Lunch... How About 2025?

The older I get the more strange it appears to me that so much of my expectations of life were created through ignorance in my youth. I set these unrealistic expected levels of accomplishment at a time when I had neither the experience nor understanding to make such goals... but I live the rest of my life bemoaning the fact as to whether I've lived up to them or not.

Since we change so much in our childhood, every year is monumental. There's a huge difference between eight and 10. When I'm 13 I can see PG-13 movies. When I'm 15 I can get a drivers permit. When I'm 16 I can drive by myself. When I'm 17 I can see R rated movies. When I'm 18 I can vote. When I'm 19 I'm in college. When I'm 21 I can drink and I graduate college. When I'm 22 I'll have a real job. When I'm 25 I'll get married. When I'm 30 I'll have kids... each of these steps, each of these years offer HUGE changes in our lives.

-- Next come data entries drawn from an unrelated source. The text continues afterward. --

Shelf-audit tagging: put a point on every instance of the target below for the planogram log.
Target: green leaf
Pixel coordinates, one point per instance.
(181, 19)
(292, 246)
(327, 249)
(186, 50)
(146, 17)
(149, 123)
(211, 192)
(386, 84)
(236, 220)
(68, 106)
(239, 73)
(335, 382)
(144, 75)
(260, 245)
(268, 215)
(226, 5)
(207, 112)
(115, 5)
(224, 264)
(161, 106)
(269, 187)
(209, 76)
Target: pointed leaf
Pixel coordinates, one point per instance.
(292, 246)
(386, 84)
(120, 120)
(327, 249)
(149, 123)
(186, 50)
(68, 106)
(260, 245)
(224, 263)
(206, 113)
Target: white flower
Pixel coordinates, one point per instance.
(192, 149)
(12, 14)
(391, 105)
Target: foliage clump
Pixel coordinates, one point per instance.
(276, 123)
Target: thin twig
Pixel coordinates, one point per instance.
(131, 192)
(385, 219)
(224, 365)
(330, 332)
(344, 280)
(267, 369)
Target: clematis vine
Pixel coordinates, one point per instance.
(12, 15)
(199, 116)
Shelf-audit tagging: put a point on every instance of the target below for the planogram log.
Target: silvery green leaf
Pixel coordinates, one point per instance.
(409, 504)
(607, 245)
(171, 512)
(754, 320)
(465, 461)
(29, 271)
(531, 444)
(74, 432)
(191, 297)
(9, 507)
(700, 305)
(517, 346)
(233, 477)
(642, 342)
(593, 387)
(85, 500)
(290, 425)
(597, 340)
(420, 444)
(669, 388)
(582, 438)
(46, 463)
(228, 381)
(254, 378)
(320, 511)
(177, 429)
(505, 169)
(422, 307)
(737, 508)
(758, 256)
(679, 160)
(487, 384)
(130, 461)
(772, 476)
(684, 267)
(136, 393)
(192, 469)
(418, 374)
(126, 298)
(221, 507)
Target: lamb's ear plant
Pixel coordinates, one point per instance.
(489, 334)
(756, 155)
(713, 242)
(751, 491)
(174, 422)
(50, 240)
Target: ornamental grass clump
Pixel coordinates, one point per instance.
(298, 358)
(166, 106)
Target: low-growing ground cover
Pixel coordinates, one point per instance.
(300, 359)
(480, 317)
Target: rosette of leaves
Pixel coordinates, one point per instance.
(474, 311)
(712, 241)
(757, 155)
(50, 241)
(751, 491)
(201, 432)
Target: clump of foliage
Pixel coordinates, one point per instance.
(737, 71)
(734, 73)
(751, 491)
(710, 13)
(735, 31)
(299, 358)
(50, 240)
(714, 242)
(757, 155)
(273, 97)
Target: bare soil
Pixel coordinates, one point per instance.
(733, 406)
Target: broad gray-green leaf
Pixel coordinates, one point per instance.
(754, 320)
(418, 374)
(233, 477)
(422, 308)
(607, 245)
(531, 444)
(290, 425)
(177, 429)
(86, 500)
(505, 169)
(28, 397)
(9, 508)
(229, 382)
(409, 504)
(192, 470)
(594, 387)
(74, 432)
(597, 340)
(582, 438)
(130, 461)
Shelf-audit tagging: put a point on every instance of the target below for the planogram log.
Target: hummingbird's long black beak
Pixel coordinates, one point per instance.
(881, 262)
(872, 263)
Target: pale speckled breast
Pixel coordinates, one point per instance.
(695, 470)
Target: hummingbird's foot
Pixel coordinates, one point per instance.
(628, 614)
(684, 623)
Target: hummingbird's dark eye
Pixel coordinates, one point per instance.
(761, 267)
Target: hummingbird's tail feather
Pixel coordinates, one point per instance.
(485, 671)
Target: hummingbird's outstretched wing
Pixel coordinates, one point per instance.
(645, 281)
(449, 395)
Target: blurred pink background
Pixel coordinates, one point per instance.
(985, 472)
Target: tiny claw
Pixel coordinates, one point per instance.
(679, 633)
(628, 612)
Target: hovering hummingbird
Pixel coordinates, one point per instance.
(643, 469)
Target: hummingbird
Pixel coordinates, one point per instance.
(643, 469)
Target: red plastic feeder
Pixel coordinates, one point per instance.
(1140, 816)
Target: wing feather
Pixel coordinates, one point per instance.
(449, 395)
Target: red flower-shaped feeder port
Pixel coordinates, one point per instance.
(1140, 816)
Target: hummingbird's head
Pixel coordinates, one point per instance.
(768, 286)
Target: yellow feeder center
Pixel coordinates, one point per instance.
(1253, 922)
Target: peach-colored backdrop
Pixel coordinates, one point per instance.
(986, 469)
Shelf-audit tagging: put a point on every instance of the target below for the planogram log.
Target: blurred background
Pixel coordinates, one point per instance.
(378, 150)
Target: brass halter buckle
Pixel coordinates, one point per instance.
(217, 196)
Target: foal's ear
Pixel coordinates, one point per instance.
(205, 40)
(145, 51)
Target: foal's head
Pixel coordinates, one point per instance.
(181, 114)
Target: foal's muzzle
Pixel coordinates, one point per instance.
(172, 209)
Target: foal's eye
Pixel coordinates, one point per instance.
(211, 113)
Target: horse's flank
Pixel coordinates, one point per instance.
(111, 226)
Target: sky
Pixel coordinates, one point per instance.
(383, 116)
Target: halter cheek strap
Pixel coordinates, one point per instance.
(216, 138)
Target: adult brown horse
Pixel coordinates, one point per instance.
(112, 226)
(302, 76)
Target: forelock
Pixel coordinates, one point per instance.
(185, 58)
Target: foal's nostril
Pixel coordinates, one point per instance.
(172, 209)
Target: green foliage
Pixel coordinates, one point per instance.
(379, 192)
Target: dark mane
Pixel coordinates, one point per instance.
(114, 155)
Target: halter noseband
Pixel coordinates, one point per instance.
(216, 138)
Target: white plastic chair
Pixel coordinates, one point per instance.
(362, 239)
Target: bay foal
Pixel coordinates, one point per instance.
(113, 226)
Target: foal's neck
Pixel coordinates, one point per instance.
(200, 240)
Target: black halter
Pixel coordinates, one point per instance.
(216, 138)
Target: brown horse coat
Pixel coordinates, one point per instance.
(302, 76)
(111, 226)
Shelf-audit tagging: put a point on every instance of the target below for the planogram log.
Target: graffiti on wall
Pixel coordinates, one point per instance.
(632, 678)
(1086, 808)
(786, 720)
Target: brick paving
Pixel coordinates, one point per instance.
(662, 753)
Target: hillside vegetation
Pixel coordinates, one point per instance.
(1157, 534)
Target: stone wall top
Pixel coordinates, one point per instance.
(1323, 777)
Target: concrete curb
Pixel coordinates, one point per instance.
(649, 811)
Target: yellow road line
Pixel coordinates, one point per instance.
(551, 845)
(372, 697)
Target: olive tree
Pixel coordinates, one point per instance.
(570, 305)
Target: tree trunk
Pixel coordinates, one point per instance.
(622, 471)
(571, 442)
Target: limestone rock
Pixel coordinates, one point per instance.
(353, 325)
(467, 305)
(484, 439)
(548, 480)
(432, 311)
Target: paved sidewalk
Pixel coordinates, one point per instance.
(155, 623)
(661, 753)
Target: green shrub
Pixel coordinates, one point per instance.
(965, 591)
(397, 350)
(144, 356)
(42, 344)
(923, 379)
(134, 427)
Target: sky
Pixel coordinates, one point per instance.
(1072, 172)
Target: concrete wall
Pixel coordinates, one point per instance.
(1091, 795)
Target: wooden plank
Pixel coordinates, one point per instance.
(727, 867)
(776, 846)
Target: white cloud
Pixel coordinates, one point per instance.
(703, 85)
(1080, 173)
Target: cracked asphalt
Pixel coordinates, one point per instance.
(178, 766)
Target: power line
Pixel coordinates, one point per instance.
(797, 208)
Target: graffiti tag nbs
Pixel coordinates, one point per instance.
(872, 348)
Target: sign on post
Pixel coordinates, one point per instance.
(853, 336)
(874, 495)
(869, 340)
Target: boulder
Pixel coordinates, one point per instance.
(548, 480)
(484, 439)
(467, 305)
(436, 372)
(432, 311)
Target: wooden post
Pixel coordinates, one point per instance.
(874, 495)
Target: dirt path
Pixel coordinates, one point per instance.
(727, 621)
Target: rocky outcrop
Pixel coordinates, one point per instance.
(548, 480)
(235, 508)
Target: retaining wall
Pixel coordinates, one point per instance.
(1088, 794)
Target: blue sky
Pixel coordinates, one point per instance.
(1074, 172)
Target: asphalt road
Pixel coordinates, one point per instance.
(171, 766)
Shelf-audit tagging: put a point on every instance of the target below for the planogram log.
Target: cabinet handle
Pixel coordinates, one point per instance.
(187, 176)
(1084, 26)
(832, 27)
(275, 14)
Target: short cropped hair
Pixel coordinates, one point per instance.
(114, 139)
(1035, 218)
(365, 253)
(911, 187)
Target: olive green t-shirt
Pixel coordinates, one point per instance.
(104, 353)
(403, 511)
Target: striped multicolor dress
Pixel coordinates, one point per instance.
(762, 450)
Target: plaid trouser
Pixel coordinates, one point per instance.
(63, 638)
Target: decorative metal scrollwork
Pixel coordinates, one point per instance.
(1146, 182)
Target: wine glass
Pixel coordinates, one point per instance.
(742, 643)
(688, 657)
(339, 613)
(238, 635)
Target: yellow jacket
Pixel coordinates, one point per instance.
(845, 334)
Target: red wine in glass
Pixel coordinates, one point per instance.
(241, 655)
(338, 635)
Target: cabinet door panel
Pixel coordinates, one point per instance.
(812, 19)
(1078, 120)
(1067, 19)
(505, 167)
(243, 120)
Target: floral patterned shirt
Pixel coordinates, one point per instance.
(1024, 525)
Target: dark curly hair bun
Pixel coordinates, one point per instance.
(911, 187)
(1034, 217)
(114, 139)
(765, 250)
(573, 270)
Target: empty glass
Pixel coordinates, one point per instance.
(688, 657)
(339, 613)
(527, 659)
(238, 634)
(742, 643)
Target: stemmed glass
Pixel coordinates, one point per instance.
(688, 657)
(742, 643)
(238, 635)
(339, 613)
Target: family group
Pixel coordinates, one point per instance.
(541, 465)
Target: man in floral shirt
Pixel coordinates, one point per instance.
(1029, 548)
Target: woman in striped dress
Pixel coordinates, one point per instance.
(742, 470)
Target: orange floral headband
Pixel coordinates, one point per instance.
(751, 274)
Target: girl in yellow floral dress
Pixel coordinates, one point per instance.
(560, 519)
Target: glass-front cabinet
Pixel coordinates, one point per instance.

But then, the accomplishments just kinda stop. Once you have kids, it all changes. Life becomes pretty stagnate for you on a personal level. You go to the same basic job everyday, see the same people... you don't really go anywhere or do anything for yourself... only for the kids... baseball games, soccer practice, piano lessons, recitals, etc. Maybe a vacation thrown in there here and then.

It's so odd because I've found my wife and I just blocking off 10 years of our lives without a second thought. Before, every year meant something grand and different. The possibilities were endless. Now, it's like "when the kids graduate high school we can..."

When the kids graduate high school? That'll be almost 10 years from now. We've just wiped a decade out of our lives... put everything basically on hold for 10 years! And that's assuming all goes well, that our kids move out and attend college, don't move back home, get jobs, get married and have their own kids. If any one of those steps goes awry, you can add another five to 10 years to our estimate.

So, 20 years from now, Dea and I have MAJOR plans for ourselves. Until then, we'll pretty much do the same thing everyday.

Wow, that sounds depressing...

1 comment:

Cricket said...

And with all that hustle and bustle (What is a bustle?..M-W says "to be busily astir"...that clears it up!)we parents really have only one critical goal to achieve, accomplishment to check off. That we raised a soul to know, love and worship God. ALL else is secondary.